Lecture 7

1. continuous integrations

integrating all changed components regularly, at least once a day

1.2 components integrations automated activities

  1. static code analysis
  2. compile
  3. unit tests
  4. deploy
  5. integration tests
  6. reports (dashboard)
  • post results of all activities

1.3 CI chanllenges

  • CI tools have to be introduced and maintained
  • CI process must be defined and established
  • test automation requires additional resources and may be complex to establish
  • test coverage is essential
  • teams sometimes over-rely on unit tests and ignore system and acceptance tests

2. release planning vs iteration planning

release planningiteration planning
defines and re-defines product backlogconcerned with the iteration backlog
high levellow level
nvolve refining larger user stories
establish and prioritize the user stories for the releaseconcerned with the iteration backlog
provides the basis for a test approach
  • release planning

    • Defining testable user stories, including acceptance criteria
    • Participating in project and quality risk analyses
    • Estimating testing effort associated with the user stories
    • Defining the necessary test levels
    • Planning the testing for the release
  • iteration planning

    • Participating in the detailed risk analysis of user stories
    • Determining the testability of the user stories
    • Creating acceptance tests for the user stories
    • Breaking down user stories into tasks (particularly testing tasks)
    • Estimating testing effort for all testing tasks
    • Identifying functional and non-functional aspects of system to be tested
    • Supporting and participating in test automation at multiple levels of testing

Test oracle:

  • compare expected output with actual mechanism that determines whether software executed correctly for a test case

3. agile principles

  • stablization iterations
    • occur periodically to resolve any remaining defects and any other form of technical debt
  • fix bug first
    • address defects remaining from the previous iteration
  • Pairing
  • automation test at all levels
    • involve testers working together in twos to test a feature
  • Developers focus on creating unit tests.
  • Testers should focus on creating automated integration,
  • Lightweight work product documentation
  • Changes to existing features has regression testing implications

4. test activities during iteration

during an iteration, any given user story will typically progress sequentially through the following test activities

  • unit testing
  • feature acceptance testing
    • feature verification testing
      • automated
      • by tester or developer
      • against user's story acceptance crieteria
    • feature validation testing
      • manual
      • determines if the feature is fit for use and to get feedback from the business stakeholders

5. project work products

caegories

  • business-oriented work products
    • what is needed (ie requirements, specification/user stories)
  • development work products
    • how the system is built (databases, erd, code or test cases)
  • test work products
    • how the system is tested (test strategies and plans, manual and automated tests)

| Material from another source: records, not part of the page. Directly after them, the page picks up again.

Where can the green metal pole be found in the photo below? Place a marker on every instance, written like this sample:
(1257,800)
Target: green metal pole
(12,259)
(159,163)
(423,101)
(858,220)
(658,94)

Configuration management system allow the CI of new software with the system, with the static analysis and unit tests run repeatedly as new software is checked in

6. orgaizational options for independent testing

  1. embedded tester(s) witthin the team
    • risk of loss of independence and loss of objective evaluation
  2. fully independent seperate test team during the final days of each sprint
    • provide unbaised evaluation
    • time preasures, lack of understanding lead ot problems with this approach
  3. independent seperate test team assigned to agile team on al long-term basis at the beginning of the project

7. test status and progress

communication is done by wiki dashboards, dashboard style emails, stand-up meetings

  • burndown charts
    • represents the amount of work left to be done against time allocated to the release

8. benefits of automated tests

  • provide rapid feedback on product quality
  • provide a living document of system functionality
  • run before source code is checked into mainline to ensure not breakage on the build
  • automated unit test results provide immediate feedback on code and build quality, but not on product quality.

9. automated Acceptance Tests

  • run regularly as part of CI
  • run against a complete system
  • test results provide feadback on product quality with respect to regression

smoke test (build verification tests)

  • an initial subset of automated tests to cover critical system functionality and integration points

10. agile testing techniques

  • test-driven development
  • behaviour-driven development
  • acceptance-driven development

10.1 TDD

  • concenred primarily with thes testing of a component as a unit

  • suited for component testing

  • benefits

    • code coverage
    • regression testing
    • simplified debugging
    • system documentation

10.2 BDD

  • functional/feature test of expected behaviours of an application as a whole

  • concerned primarily with the specification of the behaviour of the system under test as a whole

  • suited for acceptance and regression testing

  • its results used by developers to develop test cases

  • format

    • given
    • when
    • then

10.3 acceptance test-driven development ATDD

  • involves cooperative stakeholders using plain language to write acceptance tests
  • written from the user’s external point of view.